L’addiction des ados à leur smartphone peut être un sujet d’inquiétude pour les parents, mais l’inverse est aussi vrai. Quatre jeunes sur dix indiquent en effet avoir peur que leur père ou leur mère ne soit devenu accro à son téléphone portable. Quant aux parents, ils sont sept sur dix à estimer que leur enfant utilise trop son smartphone, selon une étude de Common Sense Media relayée par Slate. Et ils sont un peu moins nombreux – six sur dix – à redouter l’apparition d’une addiction chez leur enfant.
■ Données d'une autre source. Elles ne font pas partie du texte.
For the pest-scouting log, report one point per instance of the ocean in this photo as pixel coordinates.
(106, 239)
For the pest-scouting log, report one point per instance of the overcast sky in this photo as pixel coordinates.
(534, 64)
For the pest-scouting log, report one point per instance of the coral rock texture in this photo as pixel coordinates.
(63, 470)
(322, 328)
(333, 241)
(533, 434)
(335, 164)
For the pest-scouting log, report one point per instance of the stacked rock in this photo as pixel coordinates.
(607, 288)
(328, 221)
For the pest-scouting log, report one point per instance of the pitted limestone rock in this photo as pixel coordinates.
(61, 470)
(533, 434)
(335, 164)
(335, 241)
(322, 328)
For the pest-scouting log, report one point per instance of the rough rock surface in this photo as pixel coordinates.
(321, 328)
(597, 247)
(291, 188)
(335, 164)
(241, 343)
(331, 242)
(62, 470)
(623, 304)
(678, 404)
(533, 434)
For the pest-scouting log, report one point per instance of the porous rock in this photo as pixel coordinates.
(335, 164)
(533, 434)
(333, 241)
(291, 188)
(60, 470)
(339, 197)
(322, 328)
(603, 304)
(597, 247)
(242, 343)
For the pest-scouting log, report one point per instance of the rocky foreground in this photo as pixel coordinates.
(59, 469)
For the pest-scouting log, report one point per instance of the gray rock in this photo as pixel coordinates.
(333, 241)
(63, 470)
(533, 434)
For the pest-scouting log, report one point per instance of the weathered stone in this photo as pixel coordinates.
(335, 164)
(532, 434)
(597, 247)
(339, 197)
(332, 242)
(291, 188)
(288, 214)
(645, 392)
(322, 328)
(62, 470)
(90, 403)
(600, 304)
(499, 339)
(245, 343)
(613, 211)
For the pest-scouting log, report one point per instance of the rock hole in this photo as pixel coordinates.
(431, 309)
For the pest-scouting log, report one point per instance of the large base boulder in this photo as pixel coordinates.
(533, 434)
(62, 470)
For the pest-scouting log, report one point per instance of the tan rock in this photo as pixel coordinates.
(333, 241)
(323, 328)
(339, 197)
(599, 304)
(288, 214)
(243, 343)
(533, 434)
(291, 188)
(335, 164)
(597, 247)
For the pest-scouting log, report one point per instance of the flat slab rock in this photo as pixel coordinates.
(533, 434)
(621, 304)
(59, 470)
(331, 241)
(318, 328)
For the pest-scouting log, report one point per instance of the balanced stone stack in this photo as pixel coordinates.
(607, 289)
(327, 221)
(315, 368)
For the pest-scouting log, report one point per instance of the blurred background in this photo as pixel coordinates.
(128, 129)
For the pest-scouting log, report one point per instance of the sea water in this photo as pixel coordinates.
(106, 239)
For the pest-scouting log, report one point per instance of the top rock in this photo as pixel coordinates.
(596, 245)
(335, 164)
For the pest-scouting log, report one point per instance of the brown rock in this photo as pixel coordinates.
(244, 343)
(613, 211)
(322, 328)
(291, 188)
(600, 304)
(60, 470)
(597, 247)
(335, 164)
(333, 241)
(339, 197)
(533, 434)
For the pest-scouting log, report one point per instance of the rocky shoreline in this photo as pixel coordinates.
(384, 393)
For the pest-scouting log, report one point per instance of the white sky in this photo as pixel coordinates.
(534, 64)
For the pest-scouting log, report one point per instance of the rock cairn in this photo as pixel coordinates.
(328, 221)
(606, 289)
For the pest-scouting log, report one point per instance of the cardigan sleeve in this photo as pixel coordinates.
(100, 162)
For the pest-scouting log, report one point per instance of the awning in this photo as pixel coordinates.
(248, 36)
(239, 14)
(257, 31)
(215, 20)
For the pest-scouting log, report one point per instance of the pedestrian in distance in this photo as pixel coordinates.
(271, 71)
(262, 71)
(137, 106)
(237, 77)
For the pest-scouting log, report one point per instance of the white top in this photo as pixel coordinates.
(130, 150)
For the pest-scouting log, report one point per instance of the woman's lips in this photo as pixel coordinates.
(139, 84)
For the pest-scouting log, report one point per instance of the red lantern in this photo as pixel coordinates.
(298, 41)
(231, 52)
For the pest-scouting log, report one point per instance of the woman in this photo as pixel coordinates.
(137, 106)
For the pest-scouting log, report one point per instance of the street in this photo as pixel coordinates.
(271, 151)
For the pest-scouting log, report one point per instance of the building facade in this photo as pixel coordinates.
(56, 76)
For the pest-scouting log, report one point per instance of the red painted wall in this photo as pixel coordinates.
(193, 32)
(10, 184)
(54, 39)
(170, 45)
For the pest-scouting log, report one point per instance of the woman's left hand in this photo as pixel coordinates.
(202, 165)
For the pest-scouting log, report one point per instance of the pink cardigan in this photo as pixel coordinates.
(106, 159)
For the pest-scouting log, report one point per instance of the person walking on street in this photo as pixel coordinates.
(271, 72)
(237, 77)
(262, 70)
L’organisation américaine a interrogé 500 duos parent-enfant, qu’ils ont interrogés séparément sur leur rapport au portable en 2019. 39 % des adolescents pensent ainsi passer trop de temps sur leur téléphone. Un pourcentage en baisse de 22 points par rapport à 2016. Du côté des aînés, 52 % des sondés reconnaissent une utilisation excessive, soit un chiffre quasiment multiplié par deux en trois ans. Quant au sentiment de souffrir d’une addiction, il est en hausse chez les parents et en baisse chez leurs enfants.

Un « gap » générationnel

Pourtant, les réponses à d’autres questions montrent qu’adultes et ados consultent leurs téléphones à des fréquences similaires. Alors, pourquoi un ressenti aussi différent ? « Les parents intériorisent sans doute la couverture médiatique généralisée des répercussions de l’utilisation des smartphones », analyse Michael Robb, auteur de l’étude, dans le New York Times.

« Les enfants, par contre, souffrent peut-être d’une normalisation », ajoute le spécialiste, détaillant la différence générationnelle. En effet, « de moins en moins d’adolescents se souviennent d’une époque où ces dispositifs n’étaient pas omniprésents ».